In 2018, two so-called disciplinary battalions (remaining from the Soviet period) were transferred from regional military command to the MP. In 2019, it was finally permitted to conduct investigations and initiate criminal prosecution. The same year, drawing from lessons learned in Syria, a move to decentralize its command structure in order to make it more efficient was introduced, with the creation of the function of a deputy-commander in charge of the MP in each of the four military districts and in the Northern fleet joint strategic command. Moreover, MP units were created in the Baltic Fleet and in Russian military bases in Armenia and Tajikistan.
Finally, the deployment of the MP in the Nagorno-Karabakh region as part of the Russian peacekeeping contingent established following the ceasefire agreement signed in Moscow last November is further evidence that this structure has won its spurs. Its operational experience, partly gained from Syria, will be very useful for its new mission in Nagorno-Karabakh, as declared by Sergey Rudskoy, chief of the Main Operational Directorate of the General Staff of the Russian Armed Forces. There, the MP is tasked with a broad range of peacekeeping missions, such as patrolling along the ceasefire line or ensuring the free movement of persons and goods along the Lachin corridor.

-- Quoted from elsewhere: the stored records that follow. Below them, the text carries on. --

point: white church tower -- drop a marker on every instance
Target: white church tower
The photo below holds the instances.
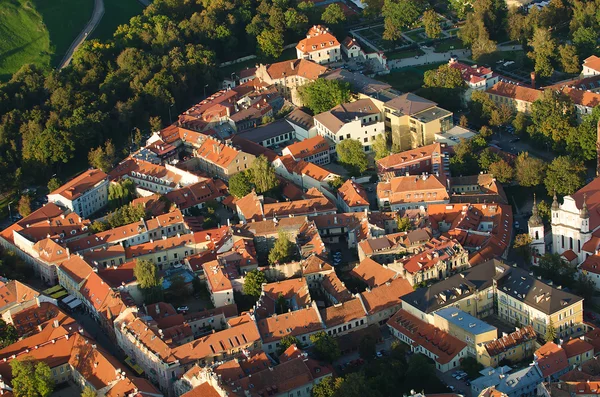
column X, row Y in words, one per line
column 536, row 232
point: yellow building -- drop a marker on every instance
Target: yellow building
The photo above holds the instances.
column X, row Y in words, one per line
column 465, row 327
column 412, row 121
column 514, row 347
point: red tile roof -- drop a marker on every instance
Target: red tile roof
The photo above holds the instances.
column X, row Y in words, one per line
column 373, row 273
column 80, row 184
column 318, row 38
column 353, row 194
column 551, row 359
column 308, row 147
column 438, row 342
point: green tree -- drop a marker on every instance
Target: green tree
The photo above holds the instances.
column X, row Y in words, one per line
column 520, row 123
column 352, row 156
column 240, row 184
column 543, row 49
column 585, row 40
column 367, row 348
column 582, row 143
column 31, row 378
column 398, row 15
column 569, row 59
column 550, row 335
column 461, row 7
column 404, row 223
column 554, row 117
column 253, row 283
column 380, row 147
column 326, row 346
column 564, row 175
column 286, row 342
column 522, row 246
column 431, row 22
column 323, row 95
column 53, row 184
column 146, row 274
column 263, row 175
column 103, row 158
column 333, row 14
column 327, row 387
column 502, row 171
column 282, row 250
column 443, row 77
column 270, row 43
column 8, row 334
column 487, row 158
column 88, row 392
column 530, row 171
column 24, row 205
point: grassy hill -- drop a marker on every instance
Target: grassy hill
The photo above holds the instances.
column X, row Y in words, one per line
column 116, row 12
column 38, row 31
column 23, row 37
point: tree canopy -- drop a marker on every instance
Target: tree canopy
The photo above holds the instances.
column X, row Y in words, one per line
column 322, row 95
column 31, row 378
column 282, row 250
column 352, row 156
column 253, row 283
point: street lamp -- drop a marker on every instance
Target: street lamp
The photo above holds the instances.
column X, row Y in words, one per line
column 170, row 119
column 9, row 211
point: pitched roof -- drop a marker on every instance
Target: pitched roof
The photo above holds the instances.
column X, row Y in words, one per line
column 511, row 340
column 335, row 118
column 517, row 92
column 318, row 38
column 217, row 152
column 551, row 359
column 294, row 323
column 353, row 194
column 592, row 62
column 296, row 67
column 80, row 184
column 343, row 313
column 438, row 342
column 373, row 273
column 409, row 104
column 308, row 147
column 386, row 295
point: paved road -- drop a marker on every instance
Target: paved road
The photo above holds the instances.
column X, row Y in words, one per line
column 87, row 30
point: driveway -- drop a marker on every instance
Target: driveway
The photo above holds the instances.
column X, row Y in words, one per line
column 97, row 15
column 460, row 387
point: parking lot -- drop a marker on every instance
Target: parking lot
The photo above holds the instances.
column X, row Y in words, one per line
column 460, row 386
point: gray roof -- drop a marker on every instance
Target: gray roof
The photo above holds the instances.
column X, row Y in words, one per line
column 526, row 288
column 446, row 292
column 267, row 131
column 513, row 384
column 410, row 104
column 335, row 118
column 301, row 119
column 358, row 82
column 465, row 321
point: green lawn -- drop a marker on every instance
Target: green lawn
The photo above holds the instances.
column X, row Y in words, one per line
column 116, row 12
column 448, row 45
column 64, row 19
column 404, row 54
column 416, row 35
column 407, row 79
column 38, row 31
column 23, row 37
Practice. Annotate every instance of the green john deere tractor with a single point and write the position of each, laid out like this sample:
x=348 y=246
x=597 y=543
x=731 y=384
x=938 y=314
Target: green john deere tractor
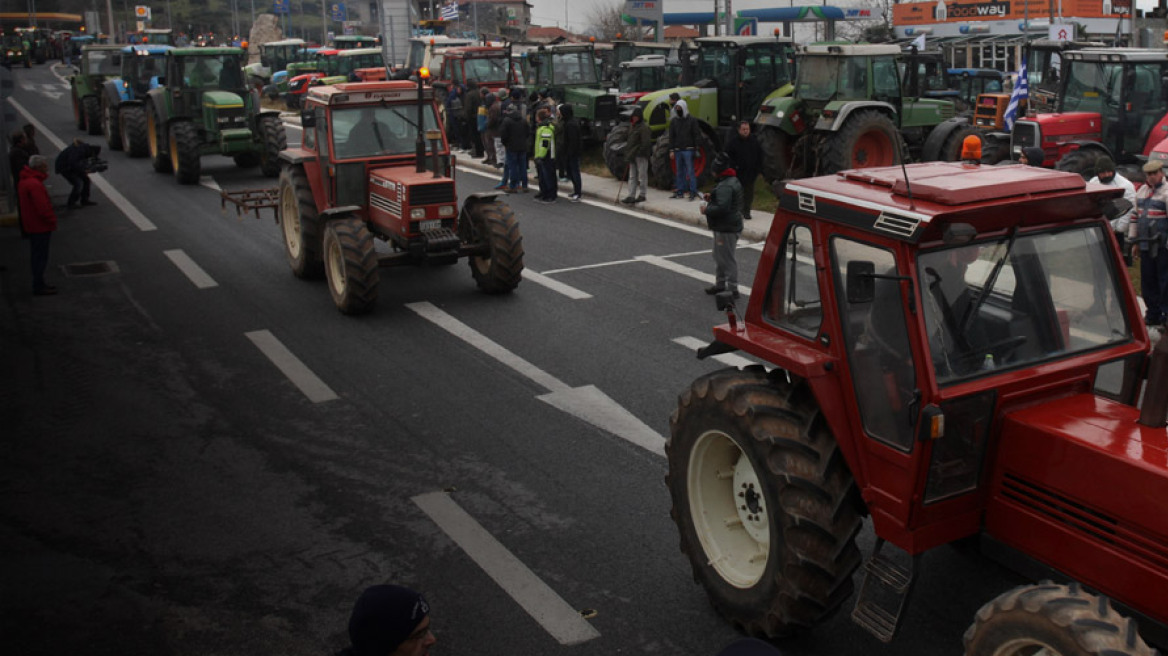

Units from the MP also take part in the activities of the inter-agency humanitarian response center for Nagorno-Karabakh, established by Russian presidential decree on November 13. Gathering military and civilian representatives from various Russian state agencies such as the Ministry for Civil Defense, Emergencies and Elimination of Consequences of Natural Disasters, the Foreign Ministry, and the FSB, this center aims not only at coordinating the humanitarian aid provided to the local population but also fostering contact between Armenians, including those from Karabakh, and Azerbaijanis. Following the same pattern observed in Syria, Russia seeks to implement a holistic humanitarian approach in the Karabakh region, based on both CIMIC operations and cooperation with foreign actors, such as Armenia, Azerbaijan, Turkey, and the UN.
Conclusion
Less than a decade after its creation, Russia’s MP has managed to impose itself within the Russian armed forces thanks to a persuasive Syrian experience. Its establishment, adjustment, and gaining of legitimacy constitute a telling and successful example of reform within the Russian armed forces. It brings together several key triggers identified by the theory of military change, namely an initial impetus fostered by civilian intervention over a conservative military establishment and a development process partly based on the emulation of foreign models, primarily American, and partly based on military adaptation, i.e., the integration of lessons learned from its operational deployment in Syria. Following recent evolutions, it is poised to play an increasing role not only as the law enforcement agency within the Russian armed forces but foremost as a valuable asset in the Kremlin’s foreign interventions.